When I interviewed Mayor Bill de Blasio on November 3, the setting was comfortable for him, and not just because the chair he occupied in Gracie Mansion’s Peach Room was well-upholstered. I was interviewing him for an article in The Nation, which was about the only publication who’d endorsed him in 2013. And we all expected Hillary Clinton to be elected president in five days’ time.

It was in that context that de Blasio told me, shrugging off a question about whether the discontent that had fueled the Trump phenomenon disturbed him: “This will sound heretical, but almost regardless of the result of the presidential election, I do believe this is the beginning of a new progressive era. My sense is that I cannot recognize this dynamic in anything I’ve experienced in the preceding 36 years, going back to the election of Ronald Reagan…. There’s so much consistent and effective progressive activity, and it’s happening in so many places—including a lot of counterintuitive places. We’re kind of staring something in the face that has not been fully accounted for.”

“Now the challenging part is, outside of the crystallizing dynamic of a presidential campaign, how do you sustain and build on that?”

Five days later, the American political landscape shifted more dramatically than at any point in memory. And de Blasio shifted with it. He’d planned to try to capitalize on the progressive stirrings that came out of the 2016 race. Instead he claimed a role as a leader in the official resistance to Donald Trump.

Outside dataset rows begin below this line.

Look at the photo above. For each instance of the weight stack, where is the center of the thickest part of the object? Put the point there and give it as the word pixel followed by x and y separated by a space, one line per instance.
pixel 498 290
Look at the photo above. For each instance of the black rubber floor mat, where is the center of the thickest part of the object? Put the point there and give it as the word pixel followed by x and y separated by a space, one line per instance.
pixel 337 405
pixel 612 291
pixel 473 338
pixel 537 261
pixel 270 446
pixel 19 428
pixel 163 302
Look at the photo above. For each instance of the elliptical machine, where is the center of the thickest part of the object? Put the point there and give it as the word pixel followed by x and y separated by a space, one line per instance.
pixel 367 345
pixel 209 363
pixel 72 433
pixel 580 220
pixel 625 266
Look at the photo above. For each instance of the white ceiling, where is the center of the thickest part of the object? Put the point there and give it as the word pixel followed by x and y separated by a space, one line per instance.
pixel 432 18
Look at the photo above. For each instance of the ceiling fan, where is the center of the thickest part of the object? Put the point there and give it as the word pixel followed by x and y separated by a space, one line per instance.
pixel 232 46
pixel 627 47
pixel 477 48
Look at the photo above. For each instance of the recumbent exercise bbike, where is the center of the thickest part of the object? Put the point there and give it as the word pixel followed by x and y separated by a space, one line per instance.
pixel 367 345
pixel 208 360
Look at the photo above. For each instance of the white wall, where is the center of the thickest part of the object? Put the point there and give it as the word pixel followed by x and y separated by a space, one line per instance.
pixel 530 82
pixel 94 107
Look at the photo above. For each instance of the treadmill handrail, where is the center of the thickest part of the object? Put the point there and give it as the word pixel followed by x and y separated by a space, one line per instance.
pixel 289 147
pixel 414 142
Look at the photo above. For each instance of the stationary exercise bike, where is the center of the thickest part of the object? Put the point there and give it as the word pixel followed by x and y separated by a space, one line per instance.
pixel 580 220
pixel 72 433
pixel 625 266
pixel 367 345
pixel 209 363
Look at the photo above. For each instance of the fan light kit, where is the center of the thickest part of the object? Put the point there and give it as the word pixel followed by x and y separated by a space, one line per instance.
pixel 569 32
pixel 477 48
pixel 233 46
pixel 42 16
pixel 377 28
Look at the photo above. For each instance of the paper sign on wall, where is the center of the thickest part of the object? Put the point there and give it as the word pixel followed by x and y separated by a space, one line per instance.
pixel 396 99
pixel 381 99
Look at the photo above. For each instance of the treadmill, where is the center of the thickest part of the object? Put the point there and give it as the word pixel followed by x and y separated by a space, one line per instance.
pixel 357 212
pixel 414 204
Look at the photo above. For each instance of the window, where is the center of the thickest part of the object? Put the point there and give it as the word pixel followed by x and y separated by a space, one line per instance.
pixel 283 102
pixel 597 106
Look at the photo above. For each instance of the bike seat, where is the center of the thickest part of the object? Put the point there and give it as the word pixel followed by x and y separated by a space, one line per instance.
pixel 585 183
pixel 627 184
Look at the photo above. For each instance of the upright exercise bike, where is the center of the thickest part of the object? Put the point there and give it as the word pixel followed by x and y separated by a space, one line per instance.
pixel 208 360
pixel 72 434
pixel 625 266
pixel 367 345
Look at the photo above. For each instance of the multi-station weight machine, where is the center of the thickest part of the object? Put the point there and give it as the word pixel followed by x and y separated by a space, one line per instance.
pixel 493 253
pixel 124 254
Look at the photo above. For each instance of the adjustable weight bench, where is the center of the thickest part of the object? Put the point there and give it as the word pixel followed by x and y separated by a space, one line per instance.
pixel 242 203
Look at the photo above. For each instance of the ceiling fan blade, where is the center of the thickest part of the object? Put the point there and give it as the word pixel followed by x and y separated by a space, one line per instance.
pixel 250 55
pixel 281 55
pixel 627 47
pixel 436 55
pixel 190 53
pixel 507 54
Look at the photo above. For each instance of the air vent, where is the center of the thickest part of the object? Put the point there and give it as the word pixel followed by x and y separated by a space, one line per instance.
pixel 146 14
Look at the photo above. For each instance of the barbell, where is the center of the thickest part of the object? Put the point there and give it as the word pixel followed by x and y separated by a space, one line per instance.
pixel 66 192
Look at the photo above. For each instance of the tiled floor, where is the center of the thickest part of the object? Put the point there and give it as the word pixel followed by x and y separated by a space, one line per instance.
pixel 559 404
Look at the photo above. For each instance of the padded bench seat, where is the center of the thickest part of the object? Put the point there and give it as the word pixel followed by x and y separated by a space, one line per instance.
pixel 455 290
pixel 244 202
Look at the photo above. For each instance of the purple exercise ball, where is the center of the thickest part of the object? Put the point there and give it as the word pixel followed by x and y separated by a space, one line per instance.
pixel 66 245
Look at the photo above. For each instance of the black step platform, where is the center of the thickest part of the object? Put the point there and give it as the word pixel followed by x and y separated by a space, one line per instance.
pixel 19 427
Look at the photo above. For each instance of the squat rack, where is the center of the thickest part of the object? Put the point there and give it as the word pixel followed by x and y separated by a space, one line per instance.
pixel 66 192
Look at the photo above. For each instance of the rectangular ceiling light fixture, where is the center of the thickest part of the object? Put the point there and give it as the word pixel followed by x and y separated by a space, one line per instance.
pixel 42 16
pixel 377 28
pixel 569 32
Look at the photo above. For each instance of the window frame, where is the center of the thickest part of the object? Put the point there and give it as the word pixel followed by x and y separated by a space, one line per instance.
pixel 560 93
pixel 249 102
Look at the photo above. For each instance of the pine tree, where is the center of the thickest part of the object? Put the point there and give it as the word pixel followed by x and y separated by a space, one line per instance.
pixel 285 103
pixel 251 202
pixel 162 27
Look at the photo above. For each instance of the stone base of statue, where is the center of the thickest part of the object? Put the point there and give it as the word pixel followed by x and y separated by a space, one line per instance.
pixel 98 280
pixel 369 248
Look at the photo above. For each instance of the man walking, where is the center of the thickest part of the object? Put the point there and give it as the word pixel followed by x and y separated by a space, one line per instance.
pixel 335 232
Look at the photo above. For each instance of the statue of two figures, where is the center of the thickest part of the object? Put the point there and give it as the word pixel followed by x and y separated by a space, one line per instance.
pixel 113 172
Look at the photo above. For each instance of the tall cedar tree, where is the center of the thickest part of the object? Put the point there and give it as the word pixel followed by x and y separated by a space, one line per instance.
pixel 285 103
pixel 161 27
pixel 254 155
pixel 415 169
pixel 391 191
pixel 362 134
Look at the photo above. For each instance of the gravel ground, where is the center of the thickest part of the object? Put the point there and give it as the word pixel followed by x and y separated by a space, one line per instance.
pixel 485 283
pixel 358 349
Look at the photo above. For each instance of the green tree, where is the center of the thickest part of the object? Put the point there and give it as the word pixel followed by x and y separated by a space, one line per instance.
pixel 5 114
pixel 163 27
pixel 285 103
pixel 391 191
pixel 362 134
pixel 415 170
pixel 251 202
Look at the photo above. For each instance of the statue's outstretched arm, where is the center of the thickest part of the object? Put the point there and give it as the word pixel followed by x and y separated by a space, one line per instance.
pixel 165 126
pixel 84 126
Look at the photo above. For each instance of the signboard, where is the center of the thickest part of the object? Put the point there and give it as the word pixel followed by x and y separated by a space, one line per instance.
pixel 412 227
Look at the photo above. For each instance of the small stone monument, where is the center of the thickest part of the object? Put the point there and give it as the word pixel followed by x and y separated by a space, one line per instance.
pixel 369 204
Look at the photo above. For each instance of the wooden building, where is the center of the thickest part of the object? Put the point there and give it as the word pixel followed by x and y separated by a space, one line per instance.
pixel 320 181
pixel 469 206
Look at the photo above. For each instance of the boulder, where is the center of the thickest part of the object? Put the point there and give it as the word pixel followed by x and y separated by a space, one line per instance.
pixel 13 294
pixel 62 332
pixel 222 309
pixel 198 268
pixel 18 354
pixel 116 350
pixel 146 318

If the past two months are any indication, Bill de Blasio will run for re-election against Donald Trump—as well as on his own record of policy accomplishment and management successes. (On both counts, by the way, the record is far more substantial than de Blasio’s critics give him credit for, even if it falls short of where some progressives—some who want more aggressive policies, others who want smarter politicking—hoped he’d be.) It’s unclear if de Blasio will seek a national role or wage the battle from the five boroughs. It’s also unclear whether Gov. Cuomo’s emergence as another opponent of the Trump White House will change the toxic dynamics between the men.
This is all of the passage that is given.